Do you need to start buying car insurance for your lawn mower...?
An obscure European law has resurfaced to potentially bite people in the behind, after a European court has ruled that any moving vehicle, whether on public or private land, should be covered by motor insurance in case of an accident. This means that ride-on lawnmowers, mobility scooters and even golf buggies could need an insurance policy- even in your own garden.
This issue, which goes back as far as 1972, has reared its head again after Damijan Vnuk, a farm worker from Slovenia, brought a case to the European courts last year after falling from a ladder when it was hit by a tractor.
The court in Brussels decided that any moving vehicle, whether on public and private land, should have actual motor insurance, the normal proviso that vehicles not driven on the road are exempt ceasing to apply. The argument of the court was that tractors are "consistent with the normal function" of a motor vehicle, so normal insurance rules relating to cars and motorbikes therefore apply.

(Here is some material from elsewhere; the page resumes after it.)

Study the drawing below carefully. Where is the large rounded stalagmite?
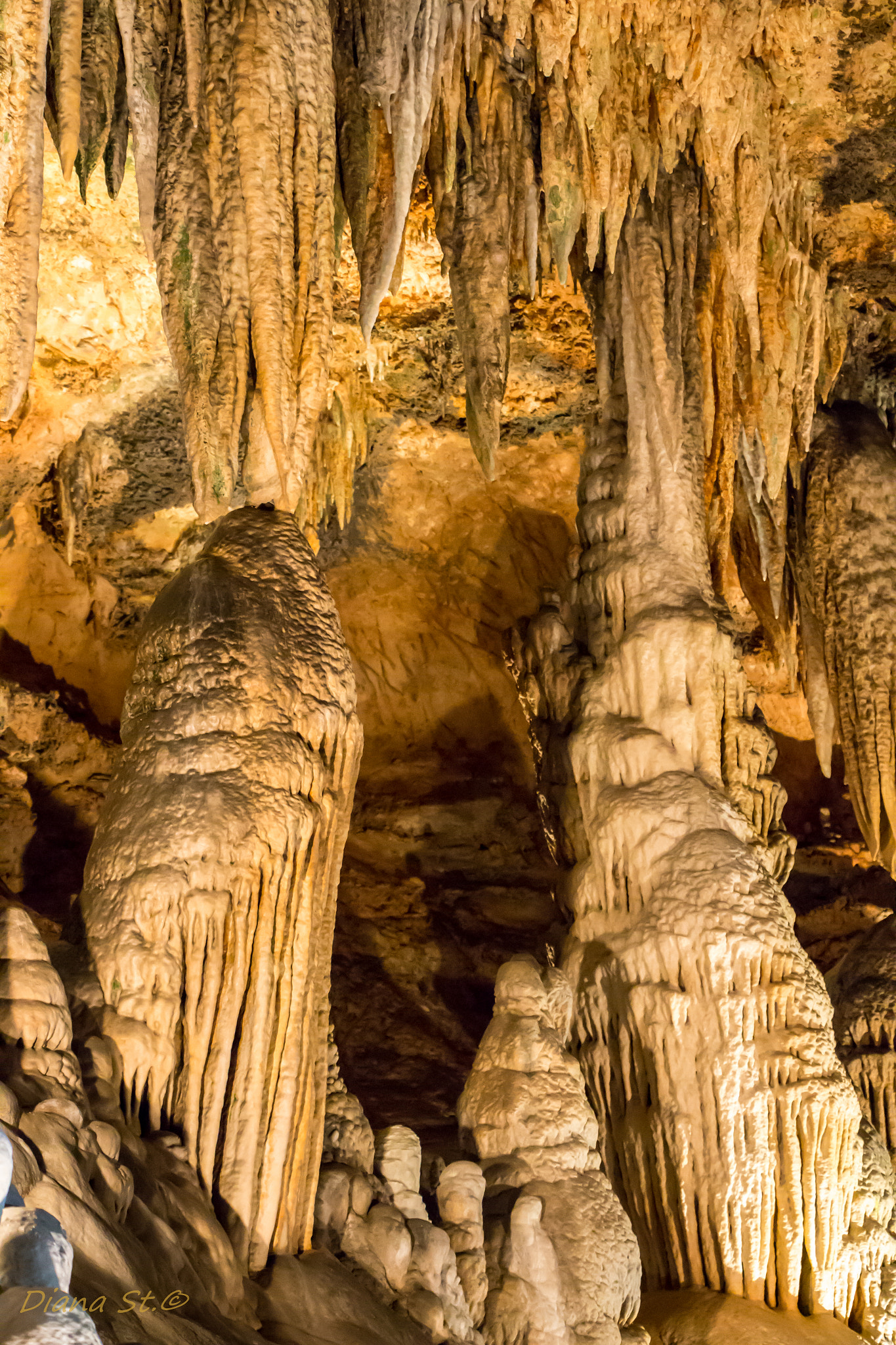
[82,508,362,1268]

Under British law, currently only vehicles travelling on a "road or other public place" – with the exception of mobility scooters – are required to be insured, but the ruling would see this extended to any place, including farmyards and golf courses.

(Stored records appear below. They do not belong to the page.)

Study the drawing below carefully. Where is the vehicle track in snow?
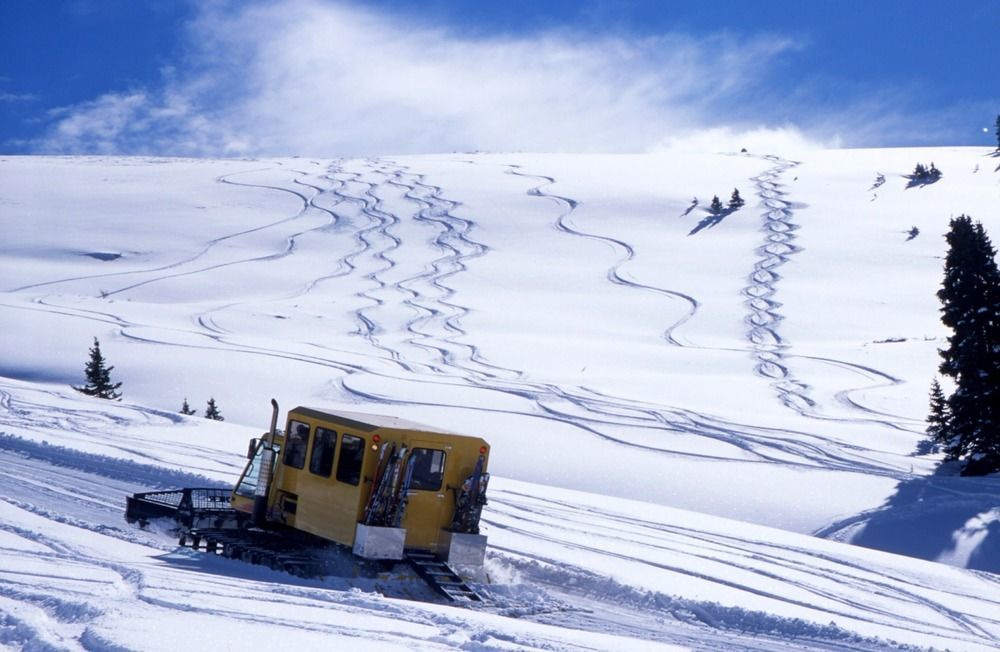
[484,491,1000,640]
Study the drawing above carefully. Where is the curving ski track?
[742,156,922,432]
[508,165,699,346]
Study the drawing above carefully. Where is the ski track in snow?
[0,158,1000,650]
[0,159,920,477]
[509,165,699,346]
[743,156,923,433]
[0,438,1000,650]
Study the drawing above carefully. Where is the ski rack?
[403,550,484,603]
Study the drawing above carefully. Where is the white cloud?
[0,92,38,103]
[35,0,804,156]
[657,125,841,155]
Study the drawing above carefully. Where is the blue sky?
[0,0,1000,156]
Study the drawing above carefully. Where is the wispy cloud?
[0,92,38,104]
[34,0,804,156]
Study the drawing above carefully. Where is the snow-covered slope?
[0,148,1000,649]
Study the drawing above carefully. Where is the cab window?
[282,421,309,469]
[337,435,365,485]
[309,427,337,478]
[410,448,445,491]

The Telegraph reports that the Department for Transport is currently in discussion with the industry body, the Association of British Insurers, to clarify which types of vehicles will need to be insured and at what level. Insurers have already reported a surge in calls from customers worried whether their golf caddies and lawnmowers need to be covered, and if so, whether third party cover is sufficient.

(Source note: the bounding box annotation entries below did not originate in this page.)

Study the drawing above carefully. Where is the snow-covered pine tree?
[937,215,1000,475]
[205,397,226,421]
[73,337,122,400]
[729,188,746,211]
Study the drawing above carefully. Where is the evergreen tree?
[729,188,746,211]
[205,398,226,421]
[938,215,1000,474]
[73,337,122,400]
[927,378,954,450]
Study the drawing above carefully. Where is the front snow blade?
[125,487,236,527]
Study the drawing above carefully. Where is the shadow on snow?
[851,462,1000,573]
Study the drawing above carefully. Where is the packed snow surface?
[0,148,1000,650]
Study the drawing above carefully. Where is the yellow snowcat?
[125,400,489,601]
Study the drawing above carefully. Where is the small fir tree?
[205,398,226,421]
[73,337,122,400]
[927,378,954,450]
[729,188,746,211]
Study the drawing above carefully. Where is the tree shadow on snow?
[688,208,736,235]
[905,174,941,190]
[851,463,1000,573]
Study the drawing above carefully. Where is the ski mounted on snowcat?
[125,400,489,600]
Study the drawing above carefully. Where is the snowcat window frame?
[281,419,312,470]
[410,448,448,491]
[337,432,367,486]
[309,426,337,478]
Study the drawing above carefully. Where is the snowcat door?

"Everybody is confused as to what the EU is up to," said Mark Effenberg, of Blue Badge, a specialist insurer for mobility scooters. "We're now waiting to see how the directive will be interpreted."
But, although an irritation, and an unnecessary cost, the cost of insuring mobility scooters is not prohibitive, with mobility scooter policies costing around £90 for third party and breakdown, and a determined pensioners in search of this week’s cash could probably do some damage to an unsuspecting passer-by. While mobility scooters are currently regarded as exempt, official guidelines state that mobility scooter drivers are "strongly advised that people take out insurance" to cover accident or theft. While this is (currently) not considered a legal requirement, in some cases forcing the issue could, in some cases, be a good thing.
Celia Frodsham of Stephenson’s Solicitors said: "Uninsured people have, in the past, lost their homes after being sued for negligence because they have injured people with their scooters. Therefore insurance is recommended to avoid this."